Beberapa penelitian mengemukakan bahwa terdapat hubungan positif antara
Person Organization Fit dengan kinerja yang merupakan employee outcomes
(Tepeci, 2001; Miller, 2001; Bishop, 2000; Wayne et. al., 1997)
Scheineder (1988) mengemukakan bahwa individu tertarik dan merasa
nyaman berada di organisasi dikarenakan adanya kesamaan karakteristik diantara
keduanya. Meglino, (1989) mengemukakan bahwa individu yang mempunyai nilainilai yang sama dengan organisasi, maka mereka akan mudah berinteraksi secara
efisien dengan sistem nilai organisasi, mengurangi ketidakpastian, dan konflik serta
meningkatkan kepuasan dan komitmen serta meningkatkan kinerja. Hasil dari
beberapa penelitian dengan memakai kesamaan nilai yang dirasakan (congruency)
dengan budaya organisasi yang dirasakan sangat jelas mengindikasikan bahwa kesamaan yang dirasakan berhubungan positif dengan outcomes affective seperti
kepuasan, komitmen dan keterlibatan (Cable & Judge, 1996; Chaw et al., 1994).

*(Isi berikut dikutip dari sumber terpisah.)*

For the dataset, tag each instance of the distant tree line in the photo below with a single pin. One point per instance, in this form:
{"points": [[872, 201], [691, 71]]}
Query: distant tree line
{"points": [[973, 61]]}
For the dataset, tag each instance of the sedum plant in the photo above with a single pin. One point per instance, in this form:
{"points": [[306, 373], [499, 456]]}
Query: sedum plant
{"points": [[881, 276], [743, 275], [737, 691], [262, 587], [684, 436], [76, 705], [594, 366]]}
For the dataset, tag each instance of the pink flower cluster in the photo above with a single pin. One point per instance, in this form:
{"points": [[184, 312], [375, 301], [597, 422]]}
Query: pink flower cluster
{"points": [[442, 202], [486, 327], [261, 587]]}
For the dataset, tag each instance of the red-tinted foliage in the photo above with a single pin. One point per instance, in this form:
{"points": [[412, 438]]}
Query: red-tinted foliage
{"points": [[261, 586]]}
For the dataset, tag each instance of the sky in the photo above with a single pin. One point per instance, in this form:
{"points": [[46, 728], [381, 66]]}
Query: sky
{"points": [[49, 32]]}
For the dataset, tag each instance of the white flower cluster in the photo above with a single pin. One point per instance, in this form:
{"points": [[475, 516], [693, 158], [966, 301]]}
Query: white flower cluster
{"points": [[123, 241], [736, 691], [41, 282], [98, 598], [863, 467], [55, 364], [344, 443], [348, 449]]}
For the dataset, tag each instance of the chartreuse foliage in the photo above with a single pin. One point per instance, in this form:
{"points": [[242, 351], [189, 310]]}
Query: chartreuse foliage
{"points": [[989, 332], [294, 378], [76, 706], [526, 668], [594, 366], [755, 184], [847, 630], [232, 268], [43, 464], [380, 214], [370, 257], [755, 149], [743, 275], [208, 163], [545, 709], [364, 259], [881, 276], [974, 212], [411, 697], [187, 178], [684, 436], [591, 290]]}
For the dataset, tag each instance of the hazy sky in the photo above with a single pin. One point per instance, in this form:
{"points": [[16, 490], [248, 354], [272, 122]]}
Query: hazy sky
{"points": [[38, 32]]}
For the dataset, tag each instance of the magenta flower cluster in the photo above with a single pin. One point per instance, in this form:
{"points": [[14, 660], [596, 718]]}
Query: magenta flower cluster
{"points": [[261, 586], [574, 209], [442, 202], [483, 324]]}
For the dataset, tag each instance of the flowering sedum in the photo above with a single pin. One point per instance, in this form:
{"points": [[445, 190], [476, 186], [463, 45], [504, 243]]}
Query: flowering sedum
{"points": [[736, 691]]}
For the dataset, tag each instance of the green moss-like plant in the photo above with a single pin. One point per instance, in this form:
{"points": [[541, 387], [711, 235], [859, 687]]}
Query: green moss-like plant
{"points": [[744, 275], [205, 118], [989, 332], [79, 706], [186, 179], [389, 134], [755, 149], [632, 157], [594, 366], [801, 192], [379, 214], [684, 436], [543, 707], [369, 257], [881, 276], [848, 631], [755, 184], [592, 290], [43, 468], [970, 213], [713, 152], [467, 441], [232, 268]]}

Penelitian Kristof (1996) secara empiris membuktikan adanya pengaruh
positif Person Organization Fit dengan komitmen organisasional, sedangkan
Sheridan (1992) menyimpulkan bahwa Person-Organization Fit (P-O Fit) akan
meningkatkan koordinasi, komunikasi dan sense of belonging.

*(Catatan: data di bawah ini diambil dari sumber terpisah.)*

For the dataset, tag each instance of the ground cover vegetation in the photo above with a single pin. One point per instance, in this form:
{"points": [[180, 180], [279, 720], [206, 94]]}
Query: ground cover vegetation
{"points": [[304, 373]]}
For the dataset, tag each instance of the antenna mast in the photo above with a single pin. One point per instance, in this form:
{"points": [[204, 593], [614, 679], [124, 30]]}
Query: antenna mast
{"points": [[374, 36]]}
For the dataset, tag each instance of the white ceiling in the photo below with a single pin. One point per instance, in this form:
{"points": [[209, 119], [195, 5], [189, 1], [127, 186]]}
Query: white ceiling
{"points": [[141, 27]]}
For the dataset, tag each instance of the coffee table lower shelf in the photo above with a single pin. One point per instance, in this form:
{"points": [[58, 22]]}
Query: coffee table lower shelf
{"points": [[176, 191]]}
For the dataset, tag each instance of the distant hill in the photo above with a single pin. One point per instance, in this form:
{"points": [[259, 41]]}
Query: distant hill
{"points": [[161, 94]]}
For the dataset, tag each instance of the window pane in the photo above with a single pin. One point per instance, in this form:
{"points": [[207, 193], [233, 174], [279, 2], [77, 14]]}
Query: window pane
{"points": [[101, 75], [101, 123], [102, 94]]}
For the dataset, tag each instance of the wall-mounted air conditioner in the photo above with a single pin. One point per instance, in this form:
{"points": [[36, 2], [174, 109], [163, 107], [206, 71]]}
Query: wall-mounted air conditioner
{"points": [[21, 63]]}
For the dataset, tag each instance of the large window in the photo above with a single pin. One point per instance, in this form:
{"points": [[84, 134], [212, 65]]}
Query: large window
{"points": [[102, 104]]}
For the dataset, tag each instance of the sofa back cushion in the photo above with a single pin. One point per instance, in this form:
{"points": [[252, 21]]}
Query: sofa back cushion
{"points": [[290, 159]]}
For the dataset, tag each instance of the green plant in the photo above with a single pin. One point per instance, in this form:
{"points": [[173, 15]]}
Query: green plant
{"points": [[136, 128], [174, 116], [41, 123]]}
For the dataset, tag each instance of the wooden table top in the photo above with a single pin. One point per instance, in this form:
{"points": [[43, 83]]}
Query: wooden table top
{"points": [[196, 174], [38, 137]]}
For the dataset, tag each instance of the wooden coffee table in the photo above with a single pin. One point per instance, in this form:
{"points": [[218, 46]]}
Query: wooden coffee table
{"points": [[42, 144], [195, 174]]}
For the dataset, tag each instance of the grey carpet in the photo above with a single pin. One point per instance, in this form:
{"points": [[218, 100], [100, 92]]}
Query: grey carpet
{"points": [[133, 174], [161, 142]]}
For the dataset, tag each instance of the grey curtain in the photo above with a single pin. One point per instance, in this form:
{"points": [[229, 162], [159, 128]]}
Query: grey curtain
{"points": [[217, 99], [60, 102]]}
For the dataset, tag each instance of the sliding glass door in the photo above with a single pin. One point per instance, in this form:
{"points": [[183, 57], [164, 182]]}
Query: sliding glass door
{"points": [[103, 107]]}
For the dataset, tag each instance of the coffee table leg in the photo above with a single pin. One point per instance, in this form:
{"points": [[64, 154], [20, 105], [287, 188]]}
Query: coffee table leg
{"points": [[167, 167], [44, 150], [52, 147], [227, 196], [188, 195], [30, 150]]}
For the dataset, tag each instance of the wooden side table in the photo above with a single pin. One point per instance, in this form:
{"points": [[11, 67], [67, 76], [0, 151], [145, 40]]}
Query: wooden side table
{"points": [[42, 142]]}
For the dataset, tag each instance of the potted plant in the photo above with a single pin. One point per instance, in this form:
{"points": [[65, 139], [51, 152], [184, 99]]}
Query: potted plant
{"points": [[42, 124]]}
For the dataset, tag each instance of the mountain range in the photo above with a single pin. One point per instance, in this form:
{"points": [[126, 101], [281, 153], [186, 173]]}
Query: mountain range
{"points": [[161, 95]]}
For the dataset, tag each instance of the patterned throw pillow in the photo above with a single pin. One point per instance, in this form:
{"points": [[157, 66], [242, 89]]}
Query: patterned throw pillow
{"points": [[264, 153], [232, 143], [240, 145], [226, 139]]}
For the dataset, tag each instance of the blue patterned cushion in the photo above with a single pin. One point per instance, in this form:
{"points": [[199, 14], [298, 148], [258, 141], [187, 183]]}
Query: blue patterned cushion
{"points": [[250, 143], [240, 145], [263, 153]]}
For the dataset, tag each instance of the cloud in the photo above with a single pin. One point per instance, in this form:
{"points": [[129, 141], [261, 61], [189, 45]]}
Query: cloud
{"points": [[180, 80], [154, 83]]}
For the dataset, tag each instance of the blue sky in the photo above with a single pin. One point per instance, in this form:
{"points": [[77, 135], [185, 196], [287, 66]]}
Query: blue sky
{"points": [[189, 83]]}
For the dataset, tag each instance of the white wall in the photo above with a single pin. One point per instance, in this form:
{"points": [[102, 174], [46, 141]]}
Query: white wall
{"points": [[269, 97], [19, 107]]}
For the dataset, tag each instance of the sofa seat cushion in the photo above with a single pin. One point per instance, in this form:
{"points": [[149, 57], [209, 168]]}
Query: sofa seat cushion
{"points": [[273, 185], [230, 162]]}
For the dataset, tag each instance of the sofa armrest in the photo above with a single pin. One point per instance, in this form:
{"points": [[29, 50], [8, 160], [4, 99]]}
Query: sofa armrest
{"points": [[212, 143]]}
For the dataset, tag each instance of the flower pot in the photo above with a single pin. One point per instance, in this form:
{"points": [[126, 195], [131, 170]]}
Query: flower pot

Chaw et al., (2000) menghipotesiskan bahwa semakin tinggi kesesuaian
antara individu dengan Person Organization Fit (P-O Fit) akan semakin tinggi
komitmen organisasi, kepuasan kerja dan kecenderungan untuk tetap bertahan.
Kristof (1996) juga mengemukakan hasil empiris yang mendukung bahwa ada
pengaruh positif antara (P-O Fit) dengan kepuasan kerja, komitmen organisasi, extra
role behavior, kinerja dan menurunkan stress dan turnover. Pendapat ini didukung
oleh Chatman (1991) yang menyimpulkan bahwa Person Organization Fit (P-O Fit)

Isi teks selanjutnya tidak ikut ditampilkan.